3 min

What about respecting polyamorous gays?

There are many kinds of queer relationships

After years of hard work it seems the equal marriage battle has been won. Around me people are cheering this historic occasion, but I find it hard to join in wholeheartedly.

I have supported the fight for equal marriage because I knew many couples who wanted the right to marry, and because marriage became the fulcrum upon which the future of gay rights in Canada rested: either we would take a big leap forward or a big leap back. As I attended the rallies, however, it struck me how often my family was excluded from the “party line.”

Without intending any harm, our community leaders slipped into the same usage of the word “family” as those who oppose same-sex marriage. “Family” is not, in our society, a word of diversity or inclusiveness. “Family” is a euphemism for married-couple-with-kids. Yet not all couples have children, not all couples desire marriage and not all people are part of a couple. Many people are single, and some people – like me – have multiple relationships.

Not everyone wants marriage. Polyamory is alive and well in Canada, and no, I don’t mean “that weird cult thing” as someone recently put it to me. I mean adults who have more than one committed relationship at the same time. Open relationships and non-monogamous relationships – not always the same thing – also exist and thrive, especially among queer people. Some people dislike marriage for its historical and social context. To many of us this emphasis on “equal marriage” seems a step back to the 1950s nuclear family, and a very stifling step back.

I am concerned about the harm done to our community by this very conservative view of families. We seem to be losing our pride in diversity, and our acceptance of differences. I am used to people’s reactions when I answer the inevitable, “So, do you have a boyfriend?” question with, “Yes, two.” I know that this takes most people by surprise, as the concept of a 13-year relationship and a six-year relationship co-existing is outside the experience of many.

What I am not used to, however, is the frequently negative remarks I get now. I sometimes get better reactions from a straight crowd than a gay one, to be honest. I have even been told I “should” keep quiet about it, just like the drag queens and leather men “should” stay out of Pride so the media doesn’t focus on them. Are we trading “the norm is to be heterosexual, so be normal” for “the norm is to be married, so be normal?”

While I admire the many people who fought for our rights in the struggle for same-sex civil marriage, and I understand the strategic decision to concentrate all efforts on this one cause, we must now take stock of those left behind. No compromise is without its price, and the price here has been a marginalization of many people and issues within our communities. This does not only affect people who, like me, are in non-traditional relationships or part of the sexual fringe. It affects many other people as well, people who have noticed a definite lack of acceptance in our communities. Have you asked a bisexual man lately how he is received when taking a girlfriend to a community event?


Speaking as a gay man, I have no shame in the history of gay men as “sexual outlaws” nor in the diversity of our sexual practices and relationships today. I am proud of my family of three men, and I am unashamed of my own sexuality. As a member of the gay, lesbian, bisexual and trans community, I am very happy for those couples who desired marriage and can now get the legal recognition they deserve. That fight for marriage, however, did not include my family, nor was marriage a priority for all members of our communities.

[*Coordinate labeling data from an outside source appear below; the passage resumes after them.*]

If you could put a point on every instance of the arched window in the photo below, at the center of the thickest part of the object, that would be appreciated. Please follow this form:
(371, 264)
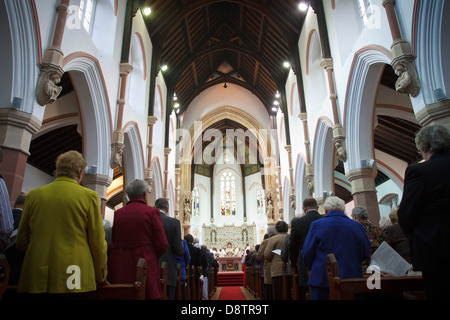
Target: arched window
(86, 13)
(365, 9)
(228, 194)
(260, 203)
(195, 202)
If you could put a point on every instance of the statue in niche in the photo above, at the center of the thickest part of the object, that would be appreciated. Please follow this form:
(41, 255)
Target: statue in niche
(116, 159)
(341, 151)
(269, 209)
(187, 209)
(229, 250)
(407, 81)
(292, 199)
(149, 178)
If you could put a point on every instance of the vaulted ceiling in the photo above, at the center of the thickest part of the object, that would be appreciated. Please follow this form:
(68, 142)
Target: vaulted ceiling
(209, 42)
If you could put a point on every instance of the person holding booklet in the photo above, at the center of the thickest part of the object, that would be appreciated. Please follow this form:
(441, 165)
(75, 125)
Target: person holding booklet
(276, 267)
(338, 234)
(424, 210)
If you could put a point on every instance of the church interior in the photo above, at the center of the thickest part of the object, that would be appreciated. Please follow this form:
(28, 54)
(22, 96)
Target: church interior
(235, 110)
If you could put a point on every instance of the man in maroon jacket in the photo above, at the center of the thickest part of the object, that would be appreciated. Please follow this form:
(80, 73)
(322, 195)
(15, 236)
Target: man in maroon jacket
(137, 233)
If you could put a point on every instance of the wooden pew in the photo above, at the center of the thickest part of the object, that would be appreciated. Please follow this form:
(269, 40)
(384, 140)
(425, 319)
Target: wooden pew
(132, 291)
(4, 274)
(346, 289)
(125, 291)
(163, 277)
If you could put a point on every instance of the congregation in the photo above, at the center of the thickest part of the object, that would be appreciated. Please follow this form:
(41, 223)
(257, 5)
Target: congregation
(61, 226)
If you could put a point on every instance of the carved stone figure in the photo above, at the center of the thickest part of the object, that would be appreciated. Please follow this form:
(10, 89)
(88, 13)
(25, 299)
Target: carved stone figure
(406, 82)
(46, 90)
(117, 155)
(292, 199)
(149, 178)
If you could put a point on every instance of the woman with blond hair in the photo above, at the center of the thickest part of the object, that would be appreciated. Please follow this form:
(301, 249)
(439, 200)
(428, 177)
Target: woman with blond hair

My own priority is the fight for removal of sex-negative laws and attitudes, as well as a greater acceptance of sexual diversity. Many other people have also waited patiently for the issues that affect them to be addressed. Will “the community” rally for the many issues affecting the lives of its members, or will it abandon those of us who do not fit into the marriage mould or dare to speak of S-E-X? I honestly don’t know. I would like to think that, as people who have faced discrimination, we would all value and protect diversity and individual freedoms. I fear, however, that the conservative mind-set will have become so entrenched that people will turn a blind eye to those of us left behind.